# Toronto Neightbourhood
## Web scraping

First, we import modules (BeautifulSoup, requests, pandas).

In [1]:
from bs4 import BeautifulSoup
import requests
import pandas as pd
import re

Here we scrape the table data from the url with BeautifulSoup and obtain HTML tables containing zip code, borough and neighbourhood.

In [2]:
url = "https://en.wikipedia.org/w/index.php?title=List_of_postal_codes_of_Canada:_M"
data  = requests.get(url).text
soup = BeautifulSoup(data,"html5lib")
table = soup.find('table')
table_rows=table.find_all('tr')

Next, we extract data from each cell, where some data need to be cleaned by using regex.

In [3]:
zipcode = []
borough = []
neighbourhood = []
for row in table_rows:
    inside = row.find_all('span')
    for temp in inside:
        if temp.i == None:
            z = temp.parent.b.text
            zipcode.append(z)
            text = temp.get_text()
            pattern1 = '^[^\(]+'
            pattern2 = '\(([^)]+)\)'
            b = re.findall(pattern1, text)[0]
            n = re.findall(pattern2, text)[0]
            n = n.replace( ' /',',' )
            borough.append(b)
            neighbourhood.append(n)

In [4]:
data = {'zipcode': zipcode, 'borough': borough, 'neighbourhood':neighbourhood}
df = pd.DataFrame(data)
df

Unnamed: 0,zipcode,borough,neighbourhood
0,M3A,North York,Parkwoods
1,M4A,North York,Victoria Village
2,M5A,Downtown Toronto,"Regent Park, Harbourfront"
3,M6A,North York,"Lawrence Manor, Lawrence Heights"
4,M7A,Queen's Park,Ontario Provincial Government
...,...,...,...
98,M8X,Etobicoke,"The Kingsway, Montgomery Road, Old Mill North"
99,M4Y,Downtown Toronto,Church and Wellesley
100,M7Y,East TorontoBusiness reply mail Processing Cen...,Enclave of M4L
101,M8Y,Etobicoke,"Old Mill South, King's Mill Park, Sunnylea, Hu..."

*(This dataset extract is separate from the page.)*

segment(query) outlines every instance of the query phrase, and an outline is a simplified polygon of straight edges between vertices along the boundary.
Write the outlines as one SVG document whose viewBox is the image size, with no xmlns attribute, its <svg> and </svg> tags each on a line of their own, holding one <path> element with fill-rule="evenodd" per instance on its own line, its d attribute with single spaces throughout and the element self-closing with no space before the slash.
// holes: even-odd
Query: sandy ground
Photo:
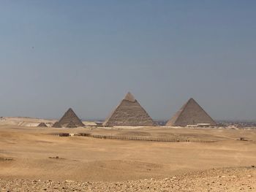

Some of the entries need to be fixed individually.

In [5]:
df.at[35,'borough'] = 'East York'
df.at[76,'borough'] = 'Mississauga'
df.at[76,'neighbourhood'] = 'Canada Post Gateway Processing Centre'
df.at[92,'borough'] = 'Downtown Toronto'
df.at[92,'neighbourhood'] = 'The Esplanade'
df.at[94,'borough'] = 'Etobicoke'
df.at[100,'borough'] = 'East Toronto'
df.at[100,'neighbourhood'] = 'Business reply mail Processing Centre'

In [6]:
df

Unnamed: 0,zipcode,borough,neighbourhood
0,M3A,North York,Parkwoods
1,M4A,North York,Victoria Village
2,M5A,Downtown Toronto,"Regent Park, Harbourfront"
3,M6A,North York,"Lawrence Manor, Lawrence Heights"
4,M7A,Queen's Park,Ontario Provincial Government
...,...,...,...
98,M8X,Etobicoke,"The Kingsway, Montgomery Road, Old Mill North"
99,M4Y,Downtown Toronto,Church and Wellesley
100,M7Y,East Toronto,Business reply mail Processing Centre
101,M8Y,Etobicoke,"Old Mill South, King's Mill Park, Sunnylea, Hu..."


The shape of the final table is shown below.

In [7]:
df.shape

(103, 3)